Oleander’s heart beat faster. His brothers, potentially alive and nearby.
“If the princes are hiding here within antennae reach then we cannot allow them to be snatched by those kingdom brutes.”
“Of course, we will continue to search, but it is difficult to spend much more time prowling the border territory without drawing Gol’s attention to our activities.”
“You have the one,” one of the Golians insects offered, “Is that not sufficient, given enough time?”
This seemed to draw the ire of both Thanatos and the human named Styx.
“My power is not infinite.” Thanatos said, “Our time is limited, especially yours. These rituals are a precious expenditure of what remains of me. You would prefer that they continue, wouldn’t you?”
The Golian acolyte gave a gesture somewhere between a nod and a bow.
“Then we may not have enough time with just one.”
“We will search as much as we can.” Styx said.

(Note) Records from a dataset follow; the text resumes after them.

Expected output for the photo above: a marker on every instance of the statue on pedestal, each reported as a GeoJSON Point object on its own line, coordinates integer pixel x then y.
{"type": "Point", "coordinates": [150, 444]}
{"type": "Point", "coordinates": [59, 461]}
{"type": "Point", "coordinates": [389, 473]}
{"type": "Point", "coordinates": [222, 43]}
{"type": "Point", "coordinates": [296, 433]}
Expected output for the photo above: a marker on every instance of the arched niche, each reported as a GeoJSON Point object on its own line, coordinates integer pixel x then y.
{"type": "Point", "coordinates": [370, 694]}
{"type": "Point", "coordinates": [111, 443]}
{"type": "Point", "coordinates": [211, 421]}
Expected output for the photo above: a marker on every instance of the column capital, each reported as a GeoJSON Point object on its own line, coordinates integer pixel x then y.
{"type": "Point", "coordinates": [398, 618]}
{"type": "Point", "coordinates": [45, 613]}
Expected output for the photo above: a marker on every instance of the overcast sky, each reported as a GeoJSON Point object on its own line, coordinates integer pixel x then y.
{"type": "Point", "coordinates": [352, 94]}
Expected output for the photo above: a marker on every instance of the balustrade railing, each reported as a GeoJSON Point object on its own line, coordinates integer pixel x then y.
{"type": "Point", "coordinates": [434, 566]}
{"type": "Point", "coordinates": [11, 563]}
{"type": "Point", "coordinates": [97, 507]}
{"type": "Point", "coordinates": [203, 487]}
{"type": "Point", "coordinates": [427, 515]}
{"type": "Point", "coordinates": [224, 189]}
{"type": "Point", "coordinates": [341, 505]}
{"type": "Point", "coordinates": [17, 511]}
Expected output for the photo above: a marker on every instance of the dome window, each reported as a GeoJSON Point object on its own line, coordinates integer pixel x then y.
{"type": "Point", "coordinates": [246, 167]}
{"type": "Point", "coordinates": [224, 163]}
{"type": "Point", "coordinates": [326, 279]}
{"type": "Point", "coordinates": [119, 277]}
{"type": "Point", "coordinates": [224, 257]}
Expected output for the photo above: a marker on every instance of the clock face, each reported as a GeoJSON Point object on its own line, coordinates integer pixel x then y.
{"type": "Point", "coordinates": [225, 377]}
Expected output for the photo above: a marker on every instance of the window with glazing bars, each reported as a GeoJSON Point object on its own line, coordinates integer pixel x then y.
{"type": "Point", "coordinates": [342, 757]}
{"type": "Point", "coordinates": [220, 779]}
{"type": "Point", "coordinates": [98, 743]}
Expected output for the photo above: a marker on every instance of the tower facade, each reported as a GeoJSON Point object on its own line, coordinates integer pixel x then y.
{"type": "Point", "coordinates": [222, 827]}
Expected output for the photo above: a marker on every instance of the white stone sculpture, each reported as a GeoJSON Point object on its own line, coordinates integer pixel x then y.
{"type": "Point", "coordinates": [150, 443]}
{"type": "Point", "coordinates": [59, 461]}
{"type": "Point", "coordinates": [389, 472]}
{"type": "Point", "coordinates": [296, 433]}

Listening to their plans, Oleander was struck with an idea, a possible route to see his brothers. If the ritual had occupied Thanatos enough to allow him to leave his bed, it was over now. He would not escape the ravine in his current encumbered and exhausted state. He could still bargain though, just as he had done when he’d first stumbled onto the god husk in the ravine. If he played his cards carefully, his tongue would shape his fate better than his legs could.
He gathered his nerves and stepped out from his hiding place.